The Arizona Rustics bio
Honesty is always here goes - 

The Arizona Rustics is the result of a bucket-list promise that I made to myself to write and record a full length CD of original songs before the age of 40.  I'm now 38 so I feel the heat of that promise bearing down on me.  

Though I am an artist - oil painter by trade, I have written songs all my life.  The musical side of my artistic efforts began on a day in 1987 when I was twelve years old.  My grandfather, David Walters had recently passed away after a diagnosis of stomach cancer.  My grandmother Shirley knew that one of the things I loved most in the entire world was my grandpa's Yamaha guitar, so she gave it to me.  He had never had a chance to teach me to play, so I made horrible sounds with that nice guitar for a couple of years until I got my act together and managed to teach myself.

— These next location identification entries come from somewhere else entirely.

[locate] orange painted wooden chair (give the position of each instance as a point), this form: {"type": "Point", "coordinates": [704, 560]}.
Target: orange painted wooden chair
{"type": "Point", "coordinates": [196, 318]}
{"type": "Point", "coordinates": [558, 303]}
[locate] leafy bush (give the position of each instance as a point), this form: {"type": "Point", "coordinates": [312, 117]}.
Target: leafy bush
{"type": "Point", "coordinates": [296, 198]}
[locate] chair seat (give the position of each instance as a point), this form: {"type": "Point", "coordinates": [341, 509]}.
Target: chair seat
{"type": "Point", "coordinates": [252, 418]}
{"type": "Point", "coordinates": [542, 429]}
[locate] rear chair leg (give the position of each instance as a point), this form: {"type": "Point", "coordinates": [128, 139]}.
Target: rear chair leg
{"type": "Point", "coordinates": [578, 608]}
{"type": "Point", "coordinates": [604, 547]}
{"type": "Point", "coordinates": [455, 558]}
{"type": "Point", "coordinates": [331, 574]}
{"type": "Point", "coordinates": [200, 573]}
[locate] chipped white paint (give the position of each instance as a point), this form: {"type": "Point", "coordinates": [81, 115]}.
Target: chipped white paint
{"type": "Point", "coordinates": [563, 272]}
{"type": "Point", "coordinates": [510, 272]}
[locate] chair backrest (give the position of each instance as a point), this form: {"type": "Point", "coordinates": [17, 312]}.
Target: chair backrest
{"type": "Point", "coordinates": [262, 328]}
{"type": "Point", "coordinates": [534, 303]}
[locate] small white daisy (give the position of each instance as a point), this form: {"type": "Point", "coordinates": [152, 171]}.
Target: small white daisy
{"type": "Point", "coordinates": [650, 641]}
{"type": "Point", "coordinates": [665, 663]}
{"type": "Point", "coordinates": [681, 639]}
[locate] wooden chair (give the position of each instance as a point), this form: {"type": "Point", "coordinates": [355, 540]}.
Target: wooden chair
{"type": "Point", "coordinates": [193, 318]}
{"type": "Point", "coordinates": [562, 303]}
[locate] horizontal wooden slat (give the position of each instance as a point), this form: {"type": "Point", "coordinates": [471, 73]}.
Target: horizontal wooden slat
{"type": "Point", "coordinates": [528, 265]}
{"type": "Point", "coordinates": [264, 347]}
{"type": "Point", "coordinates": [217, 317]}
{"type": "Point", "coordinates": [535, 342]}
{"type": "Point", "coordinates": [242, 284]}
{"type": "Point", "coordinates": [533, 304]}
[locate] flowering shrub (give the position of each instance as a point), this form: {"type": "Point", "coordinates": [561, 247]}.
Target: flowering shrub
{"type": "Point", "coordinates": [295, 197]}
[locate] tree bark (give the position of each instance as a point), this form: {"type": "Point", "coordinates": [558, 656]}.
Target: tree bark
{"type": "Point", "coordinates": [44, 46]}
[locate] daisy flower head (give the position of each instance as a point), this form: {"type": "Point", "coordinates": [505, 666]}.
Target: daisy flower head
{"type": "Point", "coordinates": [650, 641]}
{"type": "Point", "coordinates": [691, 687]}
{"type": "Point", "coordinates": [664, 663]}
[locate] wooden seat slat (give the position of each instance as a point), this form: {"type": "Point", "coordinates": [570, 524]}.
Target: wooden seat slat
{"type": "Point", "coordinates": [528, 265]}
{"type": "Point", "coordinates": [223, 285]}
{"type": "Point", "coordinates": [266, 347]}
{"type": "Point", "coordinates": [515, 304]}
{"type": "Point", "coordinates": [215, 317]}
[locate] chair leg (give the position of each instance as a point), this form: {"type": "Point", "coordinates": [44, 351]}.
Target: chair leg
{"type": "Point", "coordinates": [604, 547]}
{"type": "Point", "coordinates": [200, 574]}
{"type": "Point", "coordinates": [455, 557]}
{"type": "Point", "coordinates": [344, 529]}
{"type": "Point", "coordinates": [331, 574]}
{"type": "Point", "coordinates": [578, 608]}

I was a devout metalhead in my younger days - and was fortunate to become friends with local guitar god Brian Williams, of Elkin, NC.  He was in a band called Overlord and I was his guitar tech for a brief time.  Though I eventually went back to my acoustic guitar and love of more mellow music, Brian was a great friend and great influence, and still is.

I went to Lenoir-Rhyne College (now university) when I was 17, and began to write songs with a singer friend I met named Levi Brown.  Levi encouraged us to write our own stuff, and when we played at college coffeehouses we often played songs we'd written.  On one particular night we played a song I wrote called "Innocent Goodbye."  And something special happened the following day...all that day people were stopping me asking me "Who does that second song you guys did?" (They were assuming it was a cover song of some kind, but they didn't know the band who did it) and I said "I wrote it."  And I got some very weird looks.  Those looks did a lot to give me the courage to keep writing down song ideas.

Later I played music with friends Chad Kehrley singing and Frank Vittoe on guitar.  We entertained our friends almost every Friday and Saturday night with beers and renditions of songs by the Led Zeppelin, The Eagles, Boston, KISS, and a few of the contemporary bands like the Gin Blossoms - who I loved very much.

After graduating college there was a long gap - post 1997 where I strummed and played on my own, but wrote very little.  It was only around 2009 or so that I got a notebook and started jotting down song ideas.  More and more came like a torrent, and I'm a good way through that notebook already.  

One thing I think of somewhat ironically is that I don't really consider myself a singer.  I have always been happy to write songs or play on songs that other people sang on.  But a strange thing happened when I began to write music for the Arizona Rustics…I heard the songs in my own voice ( i.e., in my mind I heard them that way).  So I decided to try to get the best out of my asthmatic voice - and my early experiences singing have shown me that with a few takes I felt I could get something that would pass a low bar for acceptable.  I never have had the disease where every guitarist thinks he is a singer.  Most of what I care about is the song and the words - and I have only tried to get enough out of my own voice to do the song justice.

I think if a person is a good artist they must do what Neal Cassady said and "Write as if nobody has ever written before."  And I follow that rule in painting and music.  I blank my mind as much as possible, and try to simply answer what it is I would do with a song.  

However if compelled to name influences I would say that I am most moved by songwriters like Jason Isbell and Justin Rutledge.  I also love The Civil Wars, The Decembrists, Old Crow Medicine Show, The Low Anthem, Kathleen Edwards, and Caleb Stine, as well as classical composers such as Beethoven and the great violin virtuoso Niccolo Paganini.  My favorite female vocalist is someone I'm proud to call a friend - the incomparable Deanna Johnston, who blew crowds away on Rockstar INXS in 2005.  I have also been fortunate to have some personal contacts with those who inspire me.  I twice met Jason Isbell in Tucson - and spent a cold night behind Club Congress in Tucson talking about life and music in the dark by the railroad tracks with him.  I've also carried on a long distance friendship, chatting occasionally with Justin Rutlege - who is a stellar guy, and a great poetic-writer in his own right.

​So the Arizona Rustics is nothing more than a promise I made to myself.  I hope to make good on honor those who have inspired me, and to give an outlet to that voice inside my mind that has always heard tunes that didn't yet exist.